Weil Evolution nicht zielgerichtet ist. Wenn es niemals ein Männchen gab, das Maulbrutpflege gezeigt hat, konnte es nicht evolvieren. Es gibt außerdem ein paar Gründe, warum es nicht evolvieren wird:
- Das Ausspucken und Einfangen der Eier bei Kampffischen gehört bereits bei Schaumnestbauern zum Repertoire, nur das Ziel wurde von Nest auf Partner verändert.
- Die Buntbarsche in den Grabenseen sind meistens (immer?) als Harems organisiert, so groß könnte das Männchen aber gar nicht sein, um alle Eiern seiner Weibchen auszubrüten, abgesehen davon, dass er sie dann nicht verteidigen könnte.
- Die Besamung der Eier passiert bei der Aufnahme durch das Weibchen, nicht bei der Abgabe wie bei Betta.
- die Buntbarsche der Grabenseen sind eng miteinander verwandt, die Artenzahl ist deshalb kein Argument. Meines Wissens war schon ihr Vorfahre vor der Radiation in den neu entstandenen Seen maternaler ovophiler Maulbrüter.

Mir fällt gerade auf, dass das beobachtete Eiertragen des B.-channoides-Weibchens mit einer Eiübergabe am 7. Tag begonnen haben soll. Das kann nicht sein, denn zu diesem Zeitpunkt ist der Schlupf längst erfolgt. Entweder wurden Larven übergeben oder erneut gelaicht. Meine These:
Laichen
Brutverlust am dritten Tag (Schlupftermin)
Unbemerktes erneutes Laichen an Tag 6 oder 7
Brutende beim Weibchen zum Schlupfzeitpunkt.

Rein theoretisch halte ich es übrigens auch nicht für ausgeschlossen, dass das Weibchen die gerade geschlüpfte Brut dem Männchen übergibt. Wie man an dem Kehlsack der Männchen sehen kann, geht nämlich der Schlupf mit weniger Platzbedarf der Brut einher, folglich wäre dann noch Platz für die Brut aus dem Kehlsack des Weibchens.

Gruß, Klaus


AntwortZitat
K. de Leuw
(@k-de-leuw)
Noble Member
Beigetreten: Vor 17 Jahren
Beiträge: 2034
 

Hallo Christian

natürlich hat Evolution mit Lernen zu tun.

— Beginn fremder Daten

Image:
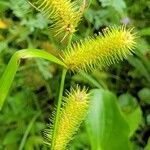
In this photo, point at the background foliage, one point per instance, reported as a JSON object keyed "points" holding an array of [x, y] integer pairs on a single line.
{"points": [[121, 114]]}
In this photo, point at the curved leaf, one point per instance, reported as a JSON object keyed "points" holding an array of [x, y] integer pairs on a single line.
{"points": [[106, 125], [11, 69]]}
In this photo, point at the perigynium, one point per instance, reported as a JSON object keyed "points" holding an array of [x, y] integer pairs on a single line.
{"points": [[73, 112], [114, 45]]}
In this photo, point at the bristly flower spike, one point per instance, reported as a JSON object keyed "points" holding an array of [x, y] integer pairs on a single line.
{"points": [[114, 45], [73, 112], [64, 14]]}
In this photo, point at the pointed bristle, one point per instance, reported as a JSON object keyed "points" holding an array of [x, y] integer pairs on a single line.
{"points": [[114, 45], [72, 114]]}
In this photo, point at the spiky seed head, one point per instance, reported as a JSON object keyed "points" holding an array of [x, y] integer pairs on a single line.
{"points": [[114, 45], [64, 14], [73, 112]]}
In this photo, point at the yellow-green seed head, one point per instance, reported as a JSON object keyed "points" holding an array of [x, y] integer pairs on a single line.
{"points": [[101, 51], [64, 14], [72, 114]]}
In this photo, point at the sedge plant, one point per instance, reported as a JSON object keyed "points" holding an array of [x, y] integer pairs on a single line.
{"points": [[114, 45]]}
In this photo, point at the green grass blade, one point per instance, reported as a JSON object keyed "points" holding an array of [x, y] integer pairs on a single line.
{"points": [[11, 69]]}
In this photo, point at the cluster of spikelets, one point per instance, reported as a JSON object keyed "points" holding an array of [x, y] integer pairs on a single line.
{"points": [[114, 45], [72, 114], [65, 14]]}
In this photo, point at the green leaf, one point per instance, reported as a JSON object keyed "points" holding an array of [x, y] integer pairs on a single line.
{"points": [[11, 69], [144, 95], [132, 111], [106, 125], [148, 145]]}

Ich habe mich nachlässig ausgedrückt. Ich meinte, dass das Erlernen eines Verhaltens nicht erblich ist, also nicht zur Evolution desselben führt. Umgekehrt wurde das Maulbrüten auch nicht von den Kampffischen erlernt, sondern durch Mutation, Rekombination und Selektion erworben.

Das ist doch fast das fantastischste an dieser Geschichte, dass Aminosäuren Erlerntes in reproduzierbare Codes übersetzen können

Nenne mal bitte ein Beispiel, das ist so neu, dass ich noch nie davon gehört habe.